Shields — who worked for years as a textbook author for Houghton Mifflin’s Evanston division, and later became a biographer of both Kurt Vonnegut and Harper Lee — is particularly good on detailing Hansberry family business and its myriad contradictions.
To put it mildly, the Hansberrys and Chicago’s Daley administration did not get along, and the subsequent tension and legal wrangling lends a compelling heart to this biography. If you know anything about Lorraine Hansberry, you know “Raisin in the Sun” — about a Black family that moves into a South Side neighborhood and struggles against housing discrimination as they aspire to middle-class lives — was based on her family. Her father, Carl, “came to Chicago intending to be a big success, and he was,” Shields said. His father had been a professor of ancient history in Mississippi, his mother made sure her children went to prep school. The family were Republicans, even as Black families were leaving for the Democrats. In Chicago, Carl ran a Blank-owned bank (that closed during the Red Summer of 1919), then realized a talent for real estate.
Specifically, he would attempt to break the practice of restrictive covenants, which denied housing to middle-class Black families (like the Hansberrys) eager to move into new neighborhoods.

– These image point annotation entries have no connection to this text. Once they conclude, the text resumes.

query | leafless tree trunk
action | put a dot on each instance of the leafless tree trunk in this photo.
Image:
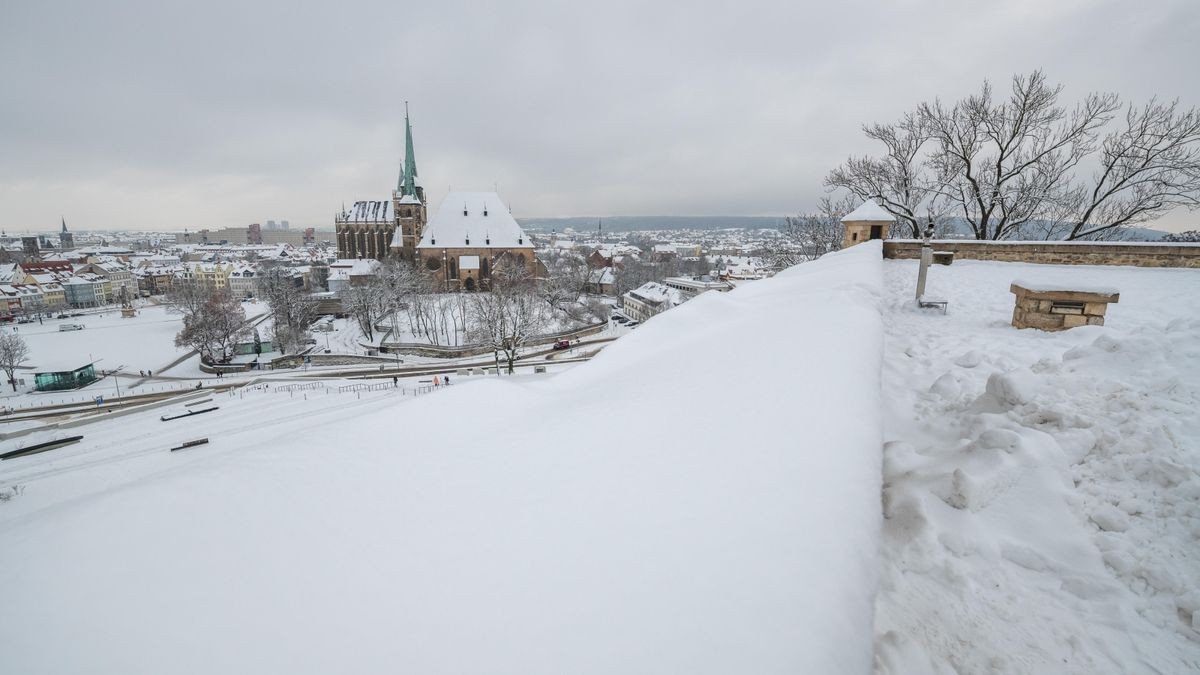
(13, 352)
(1007, 166)
(1149, 167)
(898, 180)
(214, 328)
(510, 315)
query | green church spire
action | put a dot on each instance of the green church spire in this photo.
(409, 187)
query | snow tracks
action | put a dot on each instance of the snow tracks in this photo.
(1041, 491)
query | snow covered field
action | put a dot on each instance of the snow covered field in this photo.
(1042, 489)
(633, 514)
(142, 342)
(665, 507)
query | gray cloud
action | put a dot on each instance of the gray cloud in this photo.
(156, 114)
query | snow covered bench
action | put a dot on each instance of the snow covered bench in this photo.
(943, 257)
(927, 303)
(1049, 306)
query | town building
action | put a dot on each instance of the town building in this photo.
(243, 281)
(693, 286)
(649, 299)
(66, 239)
(384, 227)
(119, 276)
(85, 291)
(471, 233)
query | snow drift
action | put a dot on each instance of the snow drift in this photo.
(702, 497)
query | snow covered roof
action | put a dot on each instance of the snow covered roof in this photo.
(1065, 287)
(369, 211)
(869, 211)
(603, 275)
(354, 267)
(475, 220)
(658, 293)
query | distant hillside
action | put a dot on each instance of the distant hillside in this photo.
(639, 223)
(642, 223)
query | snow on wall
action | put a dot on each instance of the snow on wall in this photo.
(635, 514)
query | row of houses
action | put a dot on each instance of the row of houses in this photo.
(41, 286)
(655, 297)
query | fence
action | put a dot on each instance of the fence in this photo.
(301, 387)
(438, 351)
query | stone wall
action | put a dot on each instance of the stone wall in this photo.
(1056, 252)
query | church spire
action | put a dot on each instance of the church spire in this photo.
(409, 186)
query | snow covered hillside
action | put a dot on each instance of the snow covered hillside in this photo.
(701, 497)
(1041, 489)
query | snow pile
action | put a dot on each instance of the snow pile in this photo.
(1042, 495)
(615, 518)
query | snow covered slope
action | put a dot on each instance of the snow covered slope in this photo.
(702, 497)
(1042, 490)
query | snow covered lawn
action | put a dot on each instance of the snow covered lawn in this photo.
(501, 525)
(142, 342)
(1042, 490)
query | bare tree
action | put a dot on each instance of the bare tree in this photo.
(366, 305)
(186, 296)
(1147, 167)
(567, 280)
(510, 315)
(318, 275)
(214, 328)
(811, 236)
(898, 180)
(1191, 236)
(13, 352)
(292, 309)
(1007, 165)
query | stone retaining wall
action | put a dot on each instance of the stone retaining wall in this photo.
(1056, 252)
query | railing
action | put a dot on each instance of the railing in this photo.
(300, 387)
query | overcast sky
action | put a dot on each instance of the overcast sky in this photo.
(204, 114)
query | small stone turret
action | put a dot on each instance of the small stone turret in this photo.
(868, 221)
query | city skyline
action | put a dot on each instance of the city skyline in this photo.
(138, 119)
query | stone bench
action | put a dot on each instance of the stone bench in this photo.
(1059, 306)
(943, 257)
(933, 303)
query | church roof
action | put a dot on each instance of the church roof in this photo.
(475, 220)
(869, 211)
(369, 211)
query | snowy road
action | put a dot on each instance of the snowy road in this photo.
(1042, 490)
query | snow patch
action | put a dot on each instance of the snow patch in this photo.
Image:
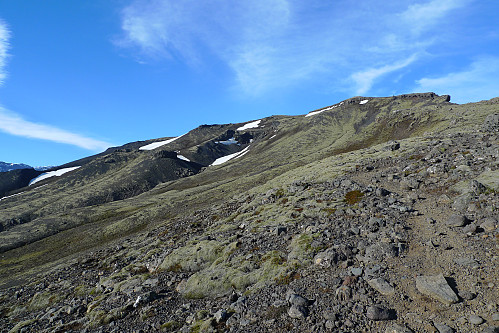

Long story short: The family buys real estate in Woodlawn, and then face a lawsuit brought by the Woodlawn Property Owners Association. The case goes to the Supreme Court. Carl, who anticipated all of this, wins. Soon, he is drafting off confidence, becoming an influential, society-minded building owner — whose own questionable tactics become a target for City Hall. Previous Hansberry biographers, Shields notes, couched these troubles as the result of vindictive, racist local officials.
But “Lorraine Hansberry: The Life Behind a Raisin in the Sun” wonders, and often documents, how opposing thoughts can be true at the same time. Discriminatory housing practices would not go quietly, but also, the Hansberrys were not sterling landlords. Lorraine — whose name is often attached to their holdings and gets asked by journalists if she herself is now a slumlord — eventually instructs her attorney to put legal distance between herself and her family’s business. She was growing famous. She died soon after. She loved Chicago, but called it dismal, dirty, “Dreiser-esque.” She loved the lake and the wind, but characterized herself as the product of a South Side “caldron.” She returned one Christmas and found the homecoming nostalgic, but also, troubling.
She went back to New York, but she had a good idea for a new play.